While Marxuach pointed to the island’s 16.5% unemployment rate, local banks that are not lending in any significant way, and decreasing housing and vehicle sales, Carlos Garcia, president of the Government Development Bank for Puerto Rico, said other economic indicators show that the island is starting to come back from the brink. He said energy and gasoline consumption increased in July while sales of cement saw a slower rate of decline than in prior months.

In addition, the Planning Board projects that Puerto Rico’s GNP will show a positive growth of 0.7% in fiscal 2010, which began July 1. The board calculates that the GNP contracted by 5.5% in fiscal 2009.

Marxuach called the 0.7% projection is “highly optimistic” considering the 16.5% unemployment rate that would increase even further if the government moves forward with another round of layoffs. If the administration reduces its workforce by another 40,000, he said Puerto Rico’s unemployment rate would surge to 19.5%.

Conversely, Garcia said the Planning Board estimates takes into account the anticipated jolt the island will receive through the American Recovery and Reinvestment Act and the commonwealth’s own $500 million local stimulus plan.

“The reason for the expected slight growth is due to the significant amount of investment,” Garcia said in an interview. “Puerto Rico has already been able to achieve allocated funds in the federal stimulus of over $6 billion and we’re calibrating every month the money we expect to be expended, and we’re revising it on a monthly basis. We’re expecting that in October, November and December, we should be getting some significant inroads in terms of that money and that is what it reflects.”

In addition to federal stimulus funds, Puerto Rico is moving ahead with infusing private capital into its infrastructure, and officials aim to have three public-private projects underway by June.

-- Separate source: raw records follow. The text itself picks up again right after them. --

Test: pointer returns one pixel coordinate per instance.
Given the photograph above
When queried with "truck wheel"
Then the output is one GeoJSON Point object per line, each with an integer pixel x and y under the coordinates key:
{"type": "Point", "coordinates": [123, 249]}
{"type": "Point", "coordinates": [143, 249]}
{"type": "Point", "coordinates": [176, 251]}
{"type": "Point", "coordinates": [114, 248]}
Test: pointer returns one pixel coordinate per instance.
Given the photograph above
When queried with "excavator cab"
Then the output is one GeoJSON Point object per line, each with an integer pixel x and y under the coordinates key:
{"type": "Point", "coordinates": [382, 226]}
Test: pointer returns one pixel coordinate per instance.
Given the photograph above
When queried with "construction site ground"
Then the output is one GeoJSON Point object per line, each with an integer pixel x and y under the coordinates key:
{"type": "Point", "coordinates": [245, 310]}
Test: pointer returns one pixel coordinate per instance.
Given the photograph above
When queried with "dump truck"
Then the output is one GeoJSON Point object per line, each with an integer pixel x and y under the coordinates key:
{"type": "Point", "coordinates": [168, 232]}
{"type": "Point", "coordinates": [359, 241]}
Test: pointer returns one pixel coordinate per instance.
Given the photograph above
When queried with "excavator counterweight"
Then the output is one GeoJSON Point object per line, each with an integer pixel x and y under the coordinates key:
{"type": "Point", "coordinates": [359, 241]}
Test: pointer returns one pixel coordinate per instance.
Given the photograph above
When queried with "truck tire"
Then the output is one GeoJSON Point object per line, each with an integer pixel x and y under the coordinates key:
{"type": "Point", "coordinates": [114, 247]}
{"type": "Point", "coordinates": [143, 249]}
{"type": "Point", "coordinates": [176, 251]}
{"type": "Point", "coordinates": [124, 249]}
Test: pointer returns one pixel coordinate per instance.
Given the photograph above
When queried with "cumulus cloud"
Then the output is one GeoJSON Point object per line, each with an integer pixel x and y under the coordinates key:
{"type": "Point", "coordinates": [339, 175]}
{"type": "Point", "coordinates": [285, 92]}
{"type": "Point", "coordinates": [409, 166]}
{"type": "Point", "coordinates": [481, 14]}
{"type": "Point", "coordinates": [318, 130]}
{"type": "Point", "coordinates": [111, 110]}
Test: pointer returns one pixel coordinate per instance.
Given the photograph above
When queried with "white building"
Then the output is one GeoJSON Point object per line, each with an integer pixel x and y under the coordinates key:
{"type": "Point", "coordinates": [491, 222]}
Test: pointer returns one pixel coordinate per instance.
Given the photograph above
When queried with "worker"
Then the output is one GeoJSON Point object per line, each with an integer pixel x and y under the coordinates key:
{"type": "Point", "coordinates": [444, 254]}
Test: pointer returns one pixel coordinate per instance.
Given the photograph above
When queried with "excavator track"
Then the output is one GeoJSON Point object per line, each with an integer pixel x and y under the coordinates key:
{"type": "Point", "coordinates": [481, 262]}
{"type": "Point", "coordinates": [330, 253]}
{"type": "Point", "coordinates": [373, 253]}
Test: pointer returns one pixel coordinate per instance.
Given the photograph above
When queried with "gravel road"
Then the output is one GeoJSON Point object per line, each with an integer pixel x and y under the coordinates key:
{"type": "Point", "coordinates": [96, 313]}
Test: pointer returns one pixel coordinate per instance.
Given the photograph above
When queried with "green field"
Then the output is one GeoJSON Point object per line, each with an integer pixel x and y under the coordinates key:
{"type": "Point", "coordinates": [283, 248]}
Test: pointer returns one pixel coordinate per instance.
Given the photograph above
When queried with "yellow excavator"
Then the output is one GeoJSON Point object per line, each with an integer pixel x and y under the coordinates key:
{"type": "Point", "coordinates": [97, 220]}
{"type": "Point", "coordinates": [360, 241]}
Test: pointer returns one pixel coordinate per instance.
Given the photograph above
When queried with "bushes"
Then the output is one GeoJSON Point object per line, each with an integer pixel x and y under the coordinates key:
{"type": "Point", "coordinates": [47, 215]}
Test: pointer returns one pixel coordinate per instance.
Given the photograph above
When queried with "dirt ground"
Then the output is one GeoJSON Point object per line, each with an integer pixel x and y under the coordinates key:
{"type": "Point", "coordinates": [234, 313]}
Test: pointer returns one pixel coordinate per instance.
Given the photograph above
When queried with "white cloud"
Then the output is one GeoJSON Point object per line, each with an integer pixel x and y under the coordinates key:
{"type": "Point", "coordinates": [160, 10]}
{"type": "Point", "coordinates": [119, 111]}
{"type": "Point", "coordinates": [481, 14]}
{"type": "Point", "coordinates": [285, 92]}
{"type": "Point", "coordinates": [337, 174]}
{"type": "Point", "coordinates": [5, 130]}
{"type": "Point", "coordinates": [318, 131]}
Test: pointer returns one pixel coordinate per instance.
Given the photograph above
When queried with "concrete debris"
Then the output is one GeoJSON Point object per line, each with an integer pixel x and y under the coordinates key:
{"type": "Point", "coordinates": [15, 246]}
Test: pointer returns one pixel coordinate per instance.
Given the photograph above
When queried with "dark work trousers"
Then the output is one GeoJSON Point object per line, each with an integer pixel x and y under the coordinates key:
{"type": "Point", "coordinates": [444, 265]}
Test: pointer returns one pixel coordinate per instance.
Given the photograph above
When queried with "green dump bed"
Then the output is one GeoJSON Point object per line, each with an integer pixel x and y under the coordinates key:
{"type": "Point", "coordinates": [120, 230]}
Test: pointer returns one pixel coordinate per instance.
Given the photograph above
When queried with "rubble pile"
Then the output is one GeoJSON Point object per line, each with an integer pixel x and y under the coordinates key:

The newly formed Puerto Rico Public Private Partnerships Authority will spearhead P3 projects on the island, and will consider 30 developments, including upgrades and improvements in transportation, renewable energy, and clean water. The GDB will host a P3 conference in San Juan on Oct. 15 and Oct. 16 to educate and inform prospective investors.

“What we want is to try to have as least three of those projects already running by the first half of next year — whichever are the three that can move the fastest and whichever are the three that create the greatest interest of investors,” Garcia said.

More private investment on the island would assist Puerto Rico once the federal stimulus funds are gone and help alleviate the need for public borrowing to support capital projects.

Jose Perez-Riera, secretary of the Department of Economic Development and Commerce, said making the island’s permitting process less cumbersome and more expedient will assist in creating more business growth. The House passed a bill to reform the current permitting system and officials expect the Senate to take up the measure in September.

Like Garcia, Perez-Riera attributes the slight GNP uptick to stimulus funds, but expects the administration’s overall economic reform initiatives and faster permitting process will aid Puerto Rico once the federal stimulus spigot is closed.

“Obviously [the stimulus] doesn’t fix the problem long term, it just creates an environment where people start doing business and are re-engaging in the economy,” he said. “What we need to do is to make sure that we take advantage of that wave that we’re going to be receiving so that we do the reforms that have to take place, so that once that money has cycled through the economy we’re in a position to maintain that growth.”